I guess the most outstanding musical test was the year several of the women dressed up (I was in a blond curly wig) and sang” Mr. Sandman” at the talent show.  But it didn’t end there we were soon serenaded by the Thursday Night Choir.

"The Girls” and “The Thursday Night Choir”

Left to right:  Phyllis Sterling, Clark Vincent, Ellen Watts, Rusty Sudderth, Kitty Thach, Andy Hodges and Deryel Clark.
Seated:  Nancy Bolen who had just been serenaded by “The Thursday Night Choir”


My choir memories could go on and on.  Maybe you have some special choir memories you could share with me.

Maybe you would like to join the choir.  It’s not too late.

Ellen Watts, August 2012


Memories, memories ….. I have so many memories of my many years here at First Presbyterian Church.  I decided after several years of attending a Baptist Church or two in High Point with my husband’s family, that I would look for a Presbyterian Church in Kernersville.  I grew up as a Presbyterian and most of my family for generations were members of a Presbyterian Church.

I love to tell of my beginnings at First Presbyterian this way:  In the summer of 1976, I came to church here one Sunday, sang in the choir the next, and was leader of the Youth Group the next.  That probably is a bit of an exaggeration, but it worked, I’m still here.  I knew that first Sunday, I had found my “home”.

This church was certainly different from the church I grew up attending.  There was no altar or stately, white columns, not even wooden pews.

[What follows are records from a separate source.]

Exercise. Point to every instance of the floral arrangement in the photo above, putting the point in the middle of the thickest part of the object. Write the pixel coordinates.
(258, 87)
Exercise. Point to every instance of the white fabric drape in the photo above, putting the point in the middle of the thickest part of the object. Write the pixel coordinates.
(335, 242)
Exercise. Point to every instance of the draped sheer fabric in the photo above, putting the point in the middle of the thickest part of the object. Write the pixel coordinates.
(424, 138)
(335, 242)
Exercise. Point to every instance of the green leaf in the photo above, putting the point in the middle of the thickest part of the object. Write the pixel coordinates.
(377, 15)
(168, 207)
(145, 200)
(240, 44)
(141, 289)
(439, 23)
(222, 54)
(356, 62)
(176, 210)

Instead, there was wooden paneling for walls, tile floors, and rows of white stackable chairs.  At the back of the sanctuary were two folding service doors that opened into the kitchen, right off the sanctuary.  It was more like a multipurpose room. There was no Fellowship Hall, no library, no paved parking, and no picnic shelter. Every activity took place in the sanctuary or a classroom.

The congregation was very warm and friendly, and there were many generations represented and everyone was very involved.  There were probably about hundred members, and those folks came from everywhere.  Very few members were native to Kernersville. I found out the very first holiday that attendance during holidays was slight because everyone visited relatives “back home”.

I had many adventures during those early years at First Presbyterian, I can’t wait to reminisce and share my stories with you.